# Why simulate data?

While it is true that nothing beats working with a real dataset that represents the actual forest conditions we are interested in answering questions about, it is often really handy to build fake datasets instead. Sometimes you go through the trouble of identifying, obtaining, importing, and cleaning a real dataset, only to find that it doesn’t actually have the characteristics you are were hoping for.

Therefore as a starting point, it is often helpful (and faster) to generate some fake data that might have been produced from a certain kind of sample design or forest condition that you are interested in modeling or making inference about. This happened to us the other day, and we wound up simulating some data in a few different ways. I thought I would share one of those approaches.

# Start with a problem

When you are going to simulate some data it pays to do a little thinking before you even crack open your Jupyter kernel.

The way you approach simulation will by necessity begin with the specific kind of questions you are trying to answer. A well-defined problem will allow your simulated data to be *parsimonious* - that is it will include all the features you are interested in asking questions about, but not include those that are irrelevant.
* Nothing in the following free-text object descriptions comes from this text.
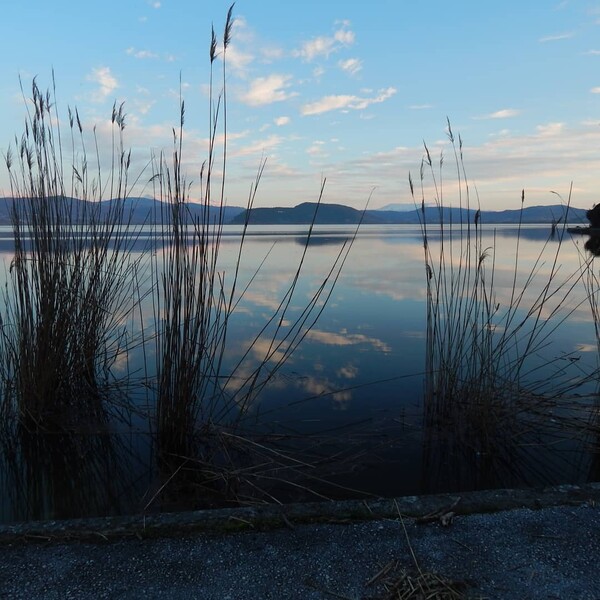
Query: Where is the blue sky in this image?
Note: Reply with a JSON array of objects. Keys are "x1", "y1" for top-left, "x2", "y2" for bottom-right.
[{"x1": 1, "y1": 0, "x2": 599, "y2": 210}]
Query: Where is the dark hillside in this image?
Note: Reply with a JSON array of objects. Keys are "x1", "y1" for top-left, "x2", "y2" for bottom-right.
[{"x1": 230, "y1": 202, "x2": 586, "y2": 226}]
To pull out the old chestnut from Einstein: “Everything should be made as simple as possible, but no simpler.”

The problem that we were trying to address the other day has to do with the behavior of estimators under unequal probability sampling in a two-stage sample, specifically two-stage sampling with probability proportional to size (PPS). This can come about in forestry in a few different ways, but here is a very common scenario:

- We are interested in measuring some characteristic of a forest (in this example I’ll use basal area)
- The forest is divided into stands, which we will measure by installing plots.
- We aren’t going to sample all of the stands
- We’d like to preferentially sample the larger stands.

Note that for now I’m going to stay away from the question of how you make inference from a sample generated in this way (though we may post about that in the future). Instead the focus of this post is how you might go about generating some fake data that would allow you to begin to think about it.

# Shape of the data

Now that we have a well-defined problem, it is good to think about what the data themselves might look like. What are the features of the data that we need in order to think about this problem? Or, put another way, what might a minimal dataset look like if we were to actually carry out the sample we are trying to simulate?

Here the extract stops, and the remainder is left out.